We went through something similar when DS (DC2) was little. Tbh, DD still can be a pain about bedtimes, we're just more used to it now.

Anyway, what I found helpful is we worked out a bedtime routine which worked with the baby too (I used to feed him while sitting on the bathroom floor while DD had her bath!). Then I drew it out as a series of pictures. e.g. teeth, bath, pyjamas, story/milk, bed. DD enjoyed telling us what to do next, and it made it more about following the routine and less about her/the baby/us. We could also say, the picture only has one book, one teddy etc, so that is 'the rule'.

Another thing we've done is have the story bit on the living room, snuggled up next to me while I'm feeding the baby, then DH would whisk her off to bed.
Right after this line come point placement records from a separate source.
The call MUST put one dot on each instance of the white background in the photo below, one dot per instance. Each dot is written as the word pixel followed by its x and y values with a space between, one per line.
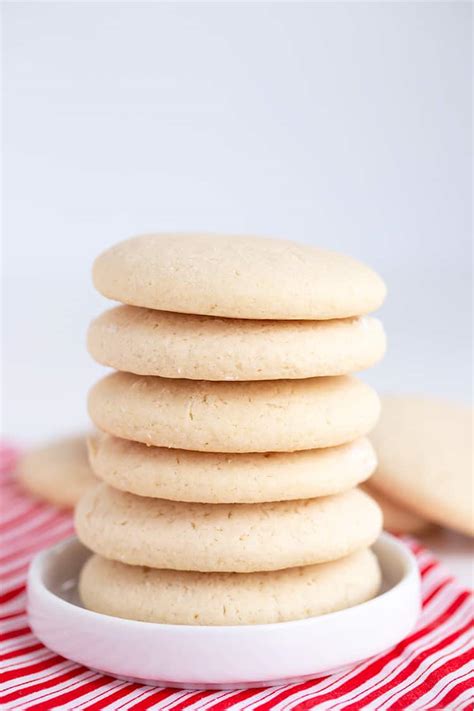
pixel 345 125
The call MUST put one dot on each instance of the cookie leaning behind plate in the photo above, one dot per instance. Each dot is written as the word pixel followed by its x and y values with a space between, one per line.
pixel 267 416
pixel 58 472
pixel 173 345
pixel 396 518
pixel 187 598
pixel 236 276
pixel 208 477
pixel 424 448
pixel 225 537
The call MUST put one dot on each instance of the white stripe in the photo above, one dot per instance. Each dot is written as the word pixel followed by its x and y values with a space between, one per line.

Mummyloveskisses · 15/05/2011 20:42

This is exactly how my DD (3.4years) acts.... I have a DS2 (14 months) and this started about 7 months ago. I have found it easier to kind of meet her half way. I figured she was going through a huge adjustment and needed to feel particially in control and that she was getting me to herself so her demands are more stories, songs before bed, different teddys, drink and using loo.... and occasionally we get the sock one.

OK instead of having the nightly disagreements I set new rules for bedtime, that include some of her wants this way she knows what will be happening and there is no nighttime negotiations :) so this is how we go...
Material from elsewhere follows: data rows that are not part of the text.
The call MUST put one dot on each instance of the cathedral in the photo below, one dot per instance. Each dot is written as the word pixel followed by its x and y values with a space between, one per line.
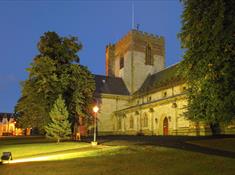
pixel 139 95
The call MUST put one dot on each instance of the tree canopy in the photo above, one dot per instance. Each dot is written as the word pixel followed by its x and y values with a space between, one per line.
pixel 55 70
pixel 208 37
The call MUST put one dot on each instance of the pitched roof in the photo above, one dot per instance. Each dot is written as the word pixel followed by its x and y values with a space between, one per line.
pixel 110 85
pixel 160 79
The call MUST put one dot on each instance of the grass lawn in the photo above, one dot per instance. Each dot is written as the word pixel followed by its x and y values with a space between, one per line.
pixel 227 144
pixel 112 160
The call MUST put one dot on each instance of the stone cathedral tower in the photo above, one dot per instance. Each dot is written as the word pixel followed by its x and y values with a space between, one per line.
pixel 134 57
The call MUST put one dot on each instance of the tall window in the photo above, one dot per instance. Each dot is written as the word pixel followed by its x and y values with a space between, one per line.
pixel 131 122
pixel 148 55
pixel 145 120
pixel 119 123
pixel 121 62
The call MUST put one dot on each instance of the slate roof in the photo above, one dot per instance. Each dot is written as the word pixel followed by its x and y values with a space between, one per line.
pixel 110 85
pixel 160 79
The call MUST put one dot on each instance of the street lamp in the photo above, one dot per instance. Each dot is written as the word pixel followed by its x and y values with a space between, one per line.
pixel 95 110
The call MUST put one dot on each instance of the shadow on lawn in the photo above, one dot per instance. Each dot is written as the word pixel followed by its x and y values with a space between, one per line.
pixel 178 142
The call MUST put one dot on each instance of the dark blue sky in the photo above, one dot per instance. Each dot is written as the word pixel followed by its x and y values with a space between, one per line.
pixel 95 23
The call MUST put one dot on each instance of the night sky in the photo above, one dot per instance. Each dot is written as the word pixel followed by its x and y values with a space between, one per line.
pixel 95 23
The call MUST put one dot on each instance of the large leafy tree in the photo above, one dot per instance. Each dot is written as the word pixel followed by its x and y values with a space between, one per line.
pixel 59 126
pixel 208 37
pixel 55 70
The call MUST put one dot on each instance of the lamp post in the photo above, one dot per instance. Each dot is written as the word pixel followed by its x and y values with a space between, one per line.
pixel 95 110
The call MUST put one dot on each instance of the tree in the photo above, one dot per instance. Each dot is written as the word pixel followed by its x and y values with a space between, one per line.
pixel 55 70
pixel 59 127
pixel 208 37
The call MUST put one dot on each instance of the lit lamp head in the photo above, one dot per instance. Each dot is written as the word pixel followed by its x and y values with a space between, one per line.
pixel 95 109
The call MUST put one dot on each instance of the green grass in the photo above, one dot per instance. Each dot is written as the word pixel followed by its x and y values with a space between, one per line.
pixel 227 144
pixel 119 160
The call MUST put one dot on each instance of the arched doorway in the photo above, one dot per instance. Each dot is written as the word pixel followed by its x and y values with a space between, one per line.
pixel 165 126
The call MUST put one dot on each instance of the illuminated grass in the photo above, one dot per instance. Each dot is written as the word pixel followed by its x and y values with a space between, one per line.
pixel 25 150
pixel 227 144
pixel 119 160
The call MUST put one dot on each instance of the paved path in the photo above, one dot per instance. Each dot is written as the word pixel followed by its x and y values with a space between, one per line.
pixel 179 142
After her bath which DH does he dries and dresses her (which first she moaned about but she was told that daddy does that then I will read) then he goes gets the drink (2 mouthfuls) I take her to the loo, I say its too hot for socks or its chilly put on socks, she has her drink I read 2 stories (it was 1 but she asked for more and more so 2 has been ''agreed'') and then 2 songs (again more was wanted but 2 was ''agreed'') then light off and night. TBH once this was agreed it was only a couple of days with reminders of the new rules and she settled into it....

I couldn't bf (tried but no milk) so didn't have that issue so maybe another mummy has an idea about that.... I am assuming it is too early into bf to introduce a bottle for your DH to give.... oh and your right it definately gets easier.
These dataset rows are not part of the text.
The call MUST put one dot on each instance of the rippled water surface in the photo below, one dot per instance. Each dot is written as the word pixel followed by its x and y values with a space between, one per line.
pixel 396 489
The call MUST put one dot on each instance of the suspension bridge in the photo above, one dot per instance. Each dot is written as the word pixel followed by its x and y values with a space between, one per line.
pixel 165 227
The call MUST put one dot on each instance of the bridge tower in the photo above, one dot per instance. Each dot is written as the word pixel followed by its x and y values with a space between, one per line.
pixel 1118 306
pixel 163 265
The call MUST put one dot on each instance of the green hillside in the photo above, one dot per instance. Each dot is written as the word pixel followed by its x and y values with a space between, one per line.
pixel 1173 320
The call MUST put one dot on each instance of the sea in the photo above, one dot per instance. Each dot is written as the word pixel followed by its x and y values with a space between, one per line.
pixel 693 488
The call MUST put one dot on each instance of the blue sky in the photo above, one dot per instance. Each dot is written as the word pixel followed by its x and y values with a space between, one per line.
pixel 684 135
Oh and I think DH needs a slap for showing her the nappies.... sounds like a DH I have :)

Tgger · 15/05/2011 22:28

Maybe you can feed the little one first, hand little one over to DH and then you can do DD1s bedtime routine just the 2 of you, quality time Smile.

Or, if baby is firmly attached so to speak (as they often are this age) then perfect the art of BF whilst concentrating on DD1- maybe if DD1 sees she still gets most of the attention even when DD2 is present- at bedtime in particular- then she will not be so demanding?

Does she nap? If so, maybe she could quit or cut down so she is more tired for bedtime?

yes.. it will get easier when little one is more predictable. You have about 8/9 weeks to go- well my DD got much better by 12 weeks and I managed to get her to go down with DS (25 months between them) at 7.30 at 12 weeks. Recommended!!!!!- was BF too. Afraid I can't really remember what I did re the routine- I think DH did DS's bath like you actually, often used to wait for him to come home from work to do it....

bessie26 · 16/05/2011 21:46

Many thanks for your replies, it's always comforting to know you're not the only one & that it shouldn't last too long!

Will defo be doing the story thing, and prob need to shorten her afternoon nap too (or at least get her running around a bit more after tea!)

I got DH to do bath & bed with her tonight & that seemed to go pretty well so think they will be doing that a bit more often! DH is playing golf tomorrow though, so I'm on my own with them both!